Figure 1.

Purity of LeuAC urzyme. (a) PROTEAN^® TGX PAGE gel of purified LeuAC-MBP fusion protein and its TEV-cleaved products. Visualization is proportional to the tryptophan content of each band, as noted in the text. (b) Densitometric scan of the gel in (a). Integrated peak percentages are indicated for full-length LeuRS, LeuAC_MBP fusion, MBP, and LeuAC. (c) Distributions of amplitude parameters, A, estimated by fitting [³²P] ATP consumption and tRNA^Leu aminoacylation time courses for LeuRS and TEV-cleaved LeuAC to Equation (1).

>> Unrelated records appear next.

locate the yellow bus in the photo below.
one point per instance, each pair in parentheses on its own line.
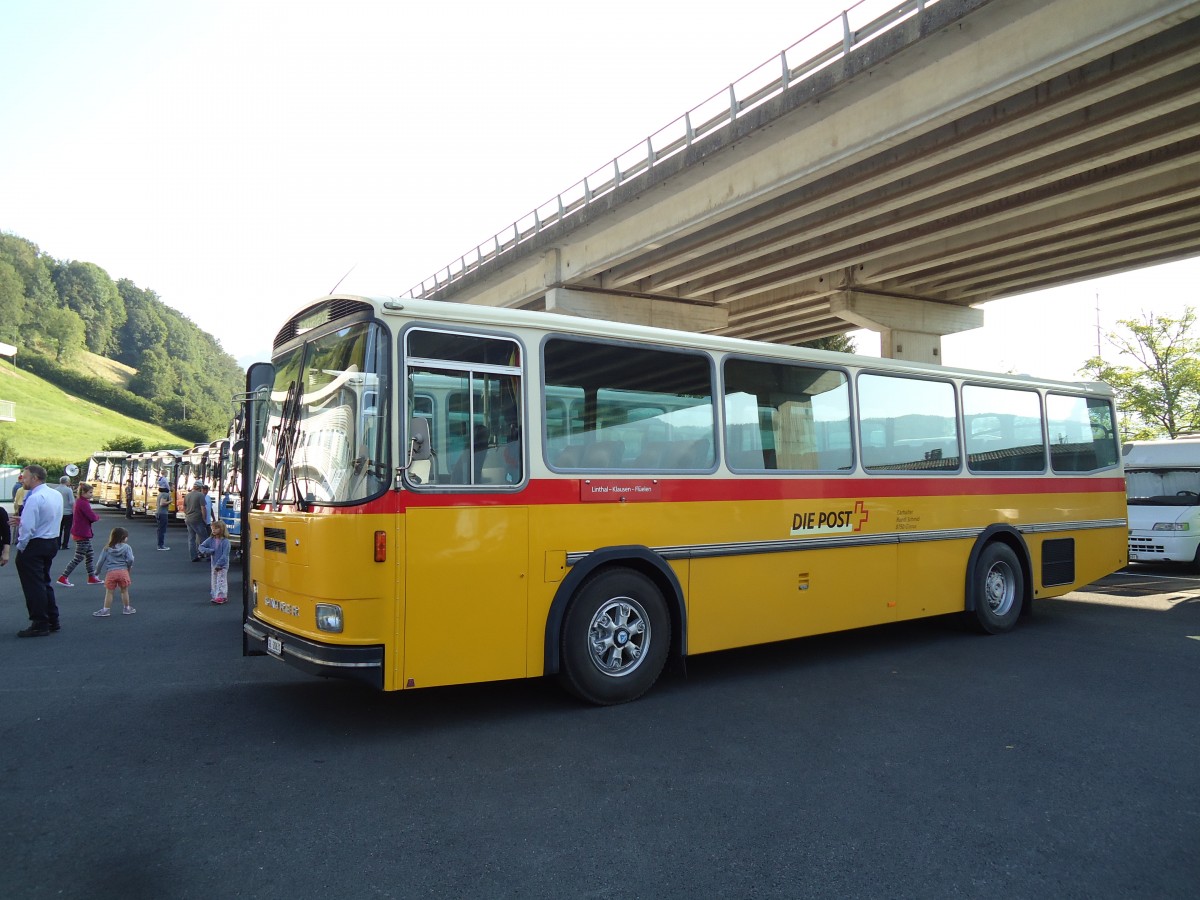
(448,493)
(106,473)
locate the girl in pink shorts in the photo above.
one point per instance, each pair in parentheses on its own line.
(113,565)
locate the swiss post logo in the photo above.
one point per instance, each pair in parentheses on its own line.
(831,521)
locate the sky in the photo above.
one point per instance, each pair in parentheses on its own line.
(241,157)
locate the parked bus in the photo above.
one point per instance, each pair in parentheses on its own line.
(1163,479)
(193,466)
(106,473)
(449,493)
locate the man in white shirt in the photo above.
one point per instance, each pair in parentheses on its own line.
(37,541)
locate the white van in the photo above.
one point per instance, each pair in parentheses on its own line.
(1163,485)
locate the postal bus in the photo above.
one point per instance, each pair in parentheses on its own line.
(1163,480)
(448,493)
(227,481)
(193,466)
(106,473)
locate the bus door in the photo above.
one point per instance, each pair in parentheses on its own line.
(465,531)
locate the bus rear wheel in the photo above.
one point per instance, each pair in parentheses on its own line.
(616,637)
(999,589)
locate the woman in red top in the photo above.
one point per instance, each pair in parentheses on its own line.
(81,529)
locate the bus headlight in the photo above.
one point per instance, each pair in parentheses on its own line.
(329,617)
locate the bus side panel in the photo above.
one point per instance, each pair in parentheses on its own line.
(466,583)
(773,597)
(933,577)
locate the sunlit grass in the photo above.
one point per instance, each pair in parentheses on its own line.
(54,426)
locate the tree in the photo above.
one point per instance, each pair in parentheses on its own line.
(126,443)
(12,303)
(34,269)
(1161,394)
(144,327)
(841,343)
(90,292)
(61,330)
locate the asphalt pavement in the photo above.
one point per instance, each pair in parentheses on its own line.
(145,757)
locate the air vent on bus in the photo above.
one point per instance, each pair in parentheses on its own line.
(275,540)
(316,317)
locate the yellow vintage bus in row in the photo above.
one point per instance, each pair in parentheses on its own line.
(449,493)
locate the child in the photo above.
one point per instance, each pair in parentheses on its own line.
(114,563)
(217,550)
(81,529)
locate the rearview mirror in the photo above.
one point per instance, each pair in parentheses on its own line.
(419,447)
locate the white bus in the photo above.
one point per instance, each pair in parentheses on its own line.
(1163,485)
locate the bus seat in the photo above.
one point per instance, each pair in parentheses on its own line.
(569,457)
(604,455)
(652,455)
(745,460)
(493,469)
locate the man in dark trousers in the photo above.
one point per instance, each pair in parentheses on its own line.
(37,541)
(193,516)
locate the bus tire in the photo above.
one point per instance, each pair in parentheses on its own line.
(999,588)
(616,637)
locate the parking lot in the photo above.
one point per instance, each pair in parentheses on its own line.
(145,757)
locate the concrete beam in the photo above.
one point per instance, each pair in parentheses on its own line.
(636,310)
(909,328)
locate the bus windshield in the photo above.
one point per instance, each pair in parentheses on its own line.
(327,436)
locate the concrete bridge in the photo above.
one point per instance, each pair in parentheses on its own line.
(886,174)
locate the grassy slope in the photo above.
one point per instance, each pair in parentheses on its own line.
(53,425)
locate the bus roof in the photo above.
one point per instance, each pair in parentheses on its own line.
(1179,454)
(561,323)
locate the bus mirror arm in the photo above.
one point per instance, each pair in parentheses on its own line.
(418,441)
(419,451)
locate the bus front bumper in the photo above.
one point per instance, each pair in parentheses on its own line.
(355,663)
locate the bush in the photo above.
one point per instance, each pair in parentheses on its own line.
(90,388)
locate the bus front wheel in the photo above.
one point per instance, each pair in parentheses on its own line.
(999,589)
(615,639)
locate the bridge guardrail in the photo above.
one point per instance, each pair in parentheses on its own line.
(825,45)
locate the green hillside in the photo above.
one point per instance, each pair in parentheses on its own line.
(53,426)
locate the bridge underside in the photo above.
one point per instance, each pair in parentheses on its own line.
(982,149)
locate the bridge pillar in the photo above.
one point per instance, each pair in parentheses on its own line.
(909,329)
(659,312)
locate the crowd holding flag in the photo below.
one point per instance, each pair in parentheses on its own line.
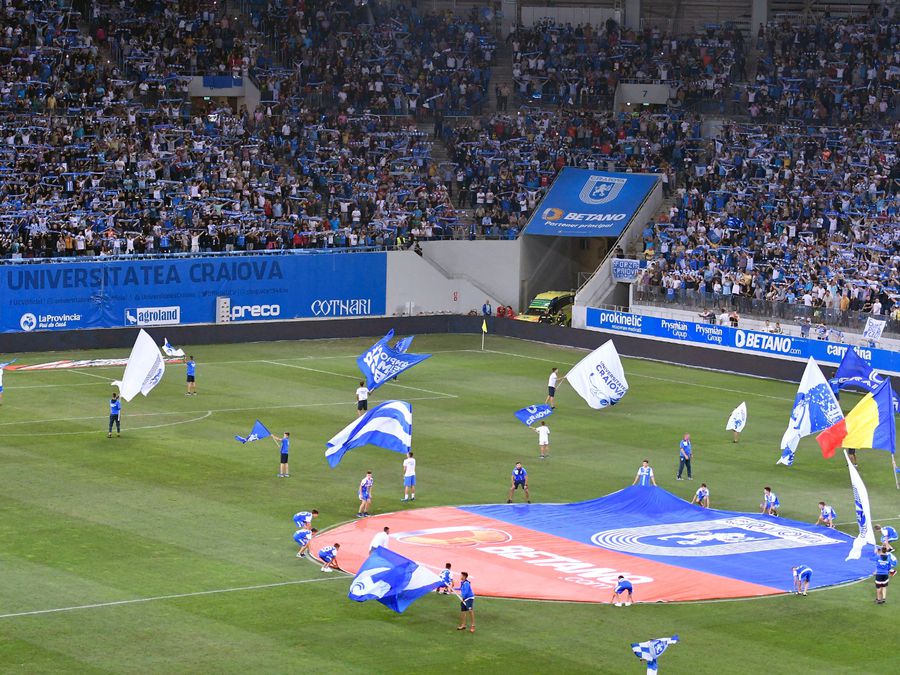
(651,650)
(388,425)
(171,351)
(393,580)
(855,373)
(381,362)
(737,420)
(533,413)
(258,432)
(599,377)
(144,369)
(815,408)
(863,512)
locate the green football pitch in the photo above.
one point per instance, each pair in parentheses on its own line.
(169,549)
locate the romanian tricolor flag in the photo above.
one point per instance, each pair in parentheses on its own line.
(869,425)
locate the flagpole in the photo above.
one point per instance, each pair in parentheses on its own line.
(894,467)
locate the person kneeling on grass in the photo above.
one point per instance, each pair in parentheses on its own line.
(328,556)
(622,587)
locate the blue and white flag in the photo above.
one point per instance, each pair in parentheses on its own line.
(381,362)
(388,425)
(533,413)
(392,580)
(403,344)
(738,418)
(599,378)
(855,373)
(651,650)
(863,513)
(169,350)
(259,431)
(815,408)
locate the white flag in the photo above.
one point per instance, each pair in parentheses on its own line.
(738,418)
(863,513)
(144,369)
(598,377)
(815,408)
(874,328)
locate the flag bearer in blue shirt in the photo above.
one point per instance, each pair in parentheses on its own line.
(467,602)
(519,480)
(191,376)
(885,568)
(285,443)
(115,409)
(802,575)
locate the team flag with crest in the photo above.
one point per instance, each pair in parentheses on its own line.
(599,378)
(738,418)
(855,373)
(815,408)
(863,513)
(392,580)
(144,369)
(256,433)
(169,350)
(533,413)
(387,425)
(381,362)
(651,650)
(869,425)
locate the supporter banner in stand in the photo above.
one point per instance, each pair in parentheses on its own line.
(755,342)
(585,203)
(115,293)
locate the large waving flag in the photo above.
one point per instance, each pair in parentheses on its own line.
(651,650)
(388,425)
(738,418)
(599,378)
(256,433)
(869,425)
(855,373)
(863,513)
(393,580)
(815,408)
(169,350)
(144,369)
(381,362)
(533,413)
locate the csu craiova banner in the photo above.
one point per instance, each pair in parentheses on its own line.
(585,203)
(169,291)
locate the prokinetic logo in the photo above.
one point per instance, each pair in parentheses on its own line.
(255,311)
(153,316)
(348,307)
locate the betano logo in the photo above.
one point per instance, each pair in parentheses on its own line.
(453,536)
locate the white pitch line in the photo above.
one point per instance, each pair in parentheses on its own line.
(95,431)
(648,377)
(355,377)
(215,410)
(174,596)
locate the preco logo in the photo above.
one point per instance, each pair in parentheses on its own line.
(351,307)
(255,311)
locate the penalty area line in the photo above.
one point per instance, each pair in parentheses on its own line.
(173,596)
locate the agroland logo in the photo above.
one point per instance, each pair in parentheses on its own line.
(344,307)
(255,311)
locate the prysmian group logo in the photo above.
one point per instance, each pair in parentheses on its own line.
(153,316)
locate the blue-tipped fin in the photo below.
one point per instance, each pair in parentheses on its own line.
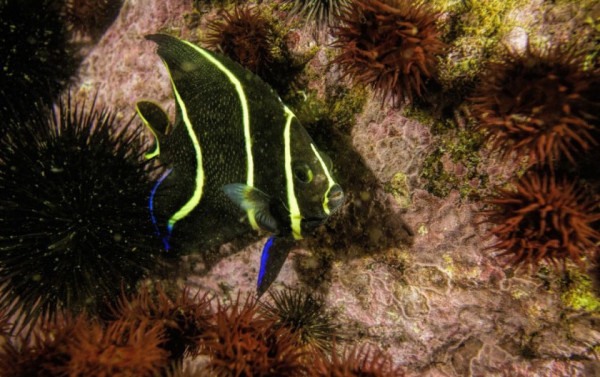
(165,238)
(274,254)
(252,199)
(157,121)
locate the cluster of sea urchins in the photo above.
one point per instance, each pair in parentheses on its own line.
(150,332)
(543,105)
(73,212)
(246,36)
(320,12)
(392,48)
(36,56)
(544,218)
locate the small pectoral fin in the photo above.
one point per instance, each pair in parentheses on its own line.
(274,254)
(157,121)
(254,202)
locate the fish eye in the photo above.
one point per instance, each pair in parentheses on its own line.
(302,172)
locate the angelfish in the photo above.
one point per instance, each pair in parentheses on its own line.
(236,159)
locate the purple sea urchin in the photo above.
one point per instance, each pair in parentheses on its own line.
(544,218)
(73,197)
(541,104)
(391,48)
(91,17)
(35,56)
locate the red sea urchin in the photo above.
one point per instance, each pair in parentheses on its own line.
(544,219)
(184,318)
(392,48)
(244,343)
(541,104)
(245,36)
(357,362)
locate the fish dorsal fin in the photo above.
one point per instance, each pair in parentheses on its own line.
(157,121)
(251,199)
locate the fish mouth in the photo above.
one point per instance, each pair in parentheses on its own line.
(313,221)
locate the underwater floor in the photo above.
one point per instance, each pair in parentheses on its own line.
(409,265)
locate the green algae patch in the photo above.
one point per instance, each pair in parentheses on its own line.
(400,190)
(473,32)
(454,163)
(578,293)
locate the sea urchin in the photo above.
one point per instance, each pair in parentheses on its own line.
(539,103)
(75,227)
(304,315)
(244,343)
(322,12)
(246,37)
(544,218)
(391,48)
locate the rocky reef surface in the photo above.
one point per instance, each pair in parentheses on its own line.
(404,267)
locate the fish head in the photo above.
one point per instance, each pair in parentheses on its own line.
(310,179)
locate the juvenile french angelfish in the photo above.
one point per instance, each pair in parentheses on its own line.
(237,159)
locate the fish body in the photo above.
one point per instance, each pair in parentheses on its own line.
(237,159)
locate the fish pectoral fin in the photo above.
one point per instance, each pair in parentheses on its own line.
(273,256)
(157,121)
(254,202)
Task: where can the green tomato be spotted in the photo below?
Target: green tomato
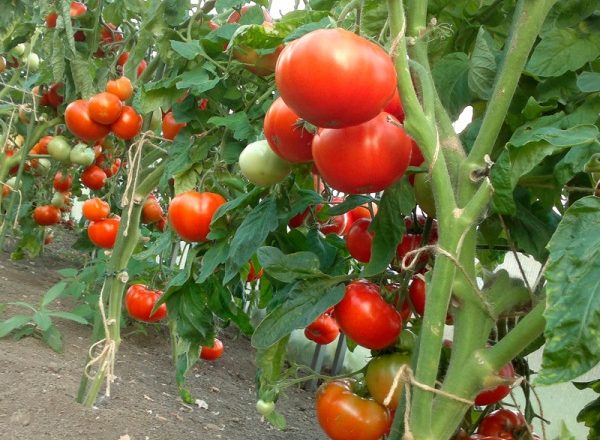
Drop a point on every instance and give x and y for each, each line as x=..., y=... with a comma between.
x=261, y=165
x=82, y=155
x=265, y=408
x=381, y=372
x=424, y=194
x=59, y=148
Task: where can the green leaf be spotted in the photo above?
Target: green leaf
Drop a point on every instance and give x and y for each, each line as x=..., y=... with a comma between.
x=563, y=50
x=573, y=295
x=291, y=267
x=306, y=301
x=250, y=235
x=13, y=323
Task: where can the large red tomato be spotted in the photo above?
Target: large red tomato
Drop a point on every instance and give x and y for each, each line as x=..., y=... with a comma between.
x=344, y=415
x=335, y=78
x=286, y=135
x=139, y=301
x=190, y=214
x=365, y=158
x=80, y=123
x=365, y=317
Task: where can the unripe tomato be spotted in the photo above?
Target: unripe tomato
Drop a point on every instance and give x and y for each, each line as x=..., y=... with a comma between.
x=46, y=215
x=190, y=214
x=139, y=302
x=95, y=209
x=128, y=125
x=212, y=353
x=103, y=233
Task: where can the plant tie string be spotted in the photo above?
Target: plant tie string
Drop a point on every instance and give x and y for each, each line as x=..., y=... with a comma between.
x=405, y=376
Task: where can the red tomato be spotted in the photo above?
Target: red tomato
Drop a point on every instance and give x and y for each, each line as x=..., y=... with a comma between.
x=46, y=215
x=128, y=125
x=212, y=353
x=170, y=127
x=139, y=301
x=286, y=135
x=79, y=122
x=344, y=415
x=365, y=158
x=323, y=330
x=359, y=240
x=365, y=317
x=103, y=233
x=190, y=214
x=121, y=87
x=95, y=209
x=495, y=395
x=320, y=74
x=105, y=108
x=93, y=177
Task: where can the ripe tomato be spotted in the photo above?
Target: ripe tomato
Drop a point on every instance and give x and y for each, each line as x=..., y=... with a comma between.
x=190, y=214
x=62, y=182
x=286, y=135
x=344, y=415
x=105, y=108
x=139, y=301
x=121, y=87
x=365, y=158
x=151, y=211
x=128, y=125
x=261, y=166
x=95, y=209
x=359, y=240
x=46, y=215
x=380, y=375
x=323, y=330
x=170, y=127
x=495, y=395
x=212, y=353
x=93, y=177
x=103, y=233
x=334, y=78
x=79, y=122
x=365, y=317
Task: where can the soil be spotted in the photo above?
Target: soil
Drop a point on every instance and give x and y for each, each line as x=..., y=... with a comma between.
x=38, y=386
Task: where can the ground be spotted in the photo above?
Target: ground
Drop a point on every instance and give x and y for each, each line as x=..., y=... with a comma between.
x=37, y=395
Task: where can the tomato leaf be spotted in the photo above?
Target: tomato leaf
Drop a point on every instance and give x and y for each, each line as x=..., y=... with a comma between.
x=573, y=295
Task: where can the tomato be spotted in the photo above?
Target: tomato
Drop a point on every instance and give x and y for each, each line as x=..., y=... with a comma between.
x=286, y=135
x=105, y=108
x=365, y=317
x=93, y=177
x=190, y=214
x=151, y=211
x=95, y=209
x=323, y=330
x=128, y=125
x=344, y=415
x=59, y=148
x=334, y=78
x=170, y=127
x=380, y=375
x=365, y=158
x=139, y=301
x=121, y=87
x=46, y=215
x=261, y=166
x=103, y=233
x=79, y=122
x=502, y=423
x=359, y=240
x=212, y=353
x=495, y=395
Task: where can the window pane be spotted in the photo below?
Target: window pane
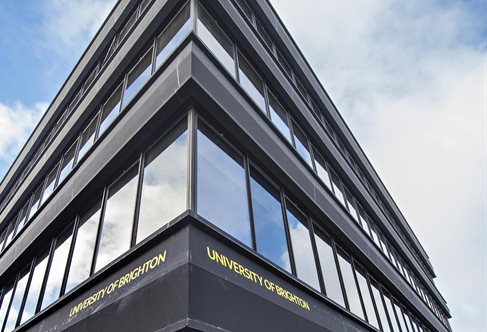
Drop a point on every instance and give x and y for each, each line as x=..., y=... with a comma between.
x=321, y=169
x=173, y=35
x=302, y=249
x=34, y=289
x=84, y=247
x=117, y=219
x=329, y=269
x=68, y=162
x=164, y=190
x=137, y=77
x=87, y=139
x=369, y=306
x=13, y=313
x=211, y=34
x=35, y=202
x=51, y=181
x=301, y=142
x=251, y=82
x=5, y=303
x=268, y=221
x=56, y=272
x=279, y=117
x=221, y=188
x=110, y=110
x=380, y=308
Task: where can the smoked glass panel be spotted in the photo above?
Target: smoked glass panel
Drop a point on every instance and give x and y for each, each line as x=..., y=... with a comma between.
x=165, y=183
x=221, y=187
x=270, y=233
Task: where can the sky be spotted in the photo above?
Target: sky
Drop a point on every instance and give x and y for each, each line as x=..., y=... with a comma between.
x=409, y=78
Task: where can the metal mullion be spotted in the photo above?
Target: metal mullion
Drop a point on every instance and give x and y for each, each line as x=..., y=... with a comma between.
x=98, y=232
x=70, y=255
x=50, y=256
x=288, y=233
x=138, y=196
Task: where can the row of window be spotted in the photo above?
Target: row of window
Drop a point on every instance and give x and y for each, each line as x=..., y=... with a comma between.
x=225, y=50
x=84, y=87
x=104, y=117
x=293, y=77
x=154, y=191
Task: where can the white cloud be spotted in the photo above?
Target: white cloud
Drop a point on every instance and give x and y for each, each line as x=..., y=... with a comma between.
x=410, y=79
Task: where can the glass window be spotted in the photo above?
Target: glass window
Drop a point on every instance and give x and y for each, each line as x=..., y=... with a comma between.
x=118, y=217
x=34, y=289
x=87, y=139
x=251, y=82
x=270, y=233
x=68, y=163
x=165, y=183
x=137, y=77
x=350, y=286
x=321, y=169
x=84, y=247
x=366, y=298
x=302, y=249
x=216, y=40
x=13, y=313
x=110, y=110
x=301, y=142
x=5, y=304
x=173, y=35
x=380, y=307
x=35, y=202
x=50, y=183
x=328, y=268
x=56, y=271
x=337, y=188
x=390, y=311
x=221, y=187
x=279, y=117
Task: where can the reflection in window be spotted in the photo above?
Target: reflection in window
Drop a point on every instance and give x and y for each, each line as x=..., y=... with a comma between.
x=13, y=313
x=328, y=268
x=164, y=189
x=302, y=249
x=368, y=304
x=321, y=169
x=34, y=289
x=251, y=82
x=137, y=77
x=56, y=271
x=270, y=233
x=279, y=117
x=215, y=39
x=221, y=188
x=380, y=307
x=87, y=139
x=301, y=142
x=5, y=303
x=117, y=219
x=173, y=35
x=350, y=285
x=84, y=247
x=110, y=110
x=68, y=162
x=50, y=182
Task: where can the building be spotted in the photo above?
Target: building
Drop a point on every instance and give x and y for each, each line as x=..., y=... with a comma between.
x=193, y=174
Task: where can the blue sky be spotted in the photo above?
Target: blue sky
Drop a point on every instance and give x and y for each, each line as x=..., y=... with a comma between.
x=409, y=77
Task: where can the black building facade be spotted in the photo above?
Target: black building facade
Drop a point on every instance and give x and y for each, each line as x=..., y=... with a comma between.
x=193, y=174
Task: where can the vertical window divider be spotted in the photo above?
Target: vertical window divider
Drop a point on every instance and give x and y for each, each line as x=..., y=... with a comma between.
x=98, y=232
x=288, y=234
x=138, y=195
x=70, y=255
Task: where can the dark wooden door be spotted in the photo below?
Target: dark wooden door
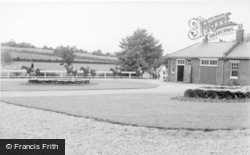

Acylation experiments include the subset of experiments from Supplementary Table S2 that most closely approximate single turnover conditions (5 > [substrate]/[enzyme] > 0.5). Median A values given as fractions against a white background are aligned with horizontal lines in the box plots. Median values for activation differ by 11.5 times the standard error of the mean for LeuRS (n = 13). For acylation the difference between median values for full length LeuRS and LeuAC, 0.27, is 3.7 times the standard error of the mean for LeuRS (n = 7). The difference for activation is both larger and inverted because LeuAC converts near stoichiometric amounts of ATP into ADP, in addition to AMP, as discussed in Section 2.3.2 and Section 3.3.